International Cape Cutter Week 2015 Day 1: Waldringfield 

Sunday May24th

This second annual gathering of Cape Cutter 19’s is taking place on the Suffolk coast and rivers. Having spent Saturday at Suffolk Yacht Harbour getting five boats launched, to add to the two already intend water and a local boat which came to join us, we already had the largest ever gathering of this type of boat. 
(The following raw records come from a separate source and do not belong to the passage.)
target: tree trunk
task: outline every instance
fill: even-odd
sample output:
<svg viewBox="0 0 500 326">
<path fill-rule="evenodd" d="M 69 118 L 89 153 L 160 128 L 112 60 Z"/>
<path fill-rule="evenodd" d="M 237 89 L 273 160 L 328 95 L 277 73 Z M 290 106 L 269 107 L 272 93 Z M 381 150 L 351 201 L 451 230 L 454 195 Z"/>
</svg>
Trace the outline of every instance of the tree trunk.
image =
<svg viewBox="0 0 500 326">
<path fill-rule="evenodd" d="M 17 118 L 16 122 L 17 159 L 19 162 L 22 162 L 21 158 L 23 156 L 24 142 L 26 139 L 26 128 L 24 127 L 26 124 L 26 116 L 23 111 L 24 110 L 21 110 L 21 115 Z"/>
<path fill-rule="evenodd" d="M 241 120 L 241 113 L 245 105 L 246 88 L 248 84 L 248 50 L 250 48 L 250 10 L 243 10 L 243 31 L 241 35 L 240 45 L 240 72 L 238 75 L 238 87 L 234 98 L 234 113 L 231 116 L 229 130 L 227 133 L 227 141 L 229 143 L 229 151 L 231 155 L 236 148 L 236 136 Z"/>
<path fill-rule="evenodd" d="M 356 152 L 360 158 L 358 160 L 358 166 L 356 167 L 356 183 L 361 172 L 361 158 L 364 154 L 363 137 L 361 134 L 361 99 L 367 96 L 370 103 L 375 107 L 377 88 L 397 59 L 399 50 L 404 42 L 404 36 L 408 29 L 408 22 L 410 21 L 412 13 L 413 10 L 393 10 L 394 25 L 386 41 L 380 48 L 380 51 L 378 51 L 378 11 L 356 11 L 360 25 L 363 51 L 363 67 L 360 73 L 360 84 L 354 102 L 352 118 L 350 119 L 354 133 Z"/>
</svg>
Our first cruise was from SYH at Levington on the Orwell to Waldringfield on the Deben. So it was that 8 boats (Aurora, Mary Ann, Ladybird, Halcyon, Sapphire, Samphire, Meisje and Irene) took the last of the ebb down the Orwell and beat through the river mouth. The boats made a fine sight, comprising red, white and blue hulls, tan and white sails, UK and South African-built boats. The weather was fine, with a SE F3. We made excellent progress on main and staysail, though others had Yankee too.

Once onto the open sea it was a brisk run to the safe water mark at Woodbridge Haven. We dropped our sails and motored into the Deben mouth carried in by the flood. With the wind in a favourable direction, many of the others kept their sails up through the entrance. At Felixstowe ferry, we picked up moorings and had lunch.

During this time, we were joined by a local boat Bella Mia, whose owners had only days before launched the boat for their first time.

Our lunch break was punctuated by a rain shower, but it passed quickly and slipped the mooring and moved up the river Deben on staysail only, with both wind and tide behind us. This was a very leisurely passage between fields and trees through the beautiful Suffolk countryside.

As we passed Ramsholt, we were then joined by another local boat, Capers and history was made, as the gathering of Cape Cutters passed double figures and ten boats sailed together along the river. We soon arrived at Waldringfield and were shepherded to moorings by Mark Barton the friendly local boatyard owner, who also lent us tenders to row ashore. 


Graham saving us a row

The trip was easy enough at that time, as the tide was high and the was no current, though we cheated and accepted an offer of a lift on Bella Mia’s tender, which is equipped with an outboard. We had a most enjoyable evening in the waterside Maybush pub, which was concluded with an interesting row back to the boats. We had two tenders shared between the nine boats on which crews were sleeping, and the tide was ebbing fairly swiftly at that point in the evening. 

Evening meal at the Maybush

17nm travelled at and average speed of 3.5kt.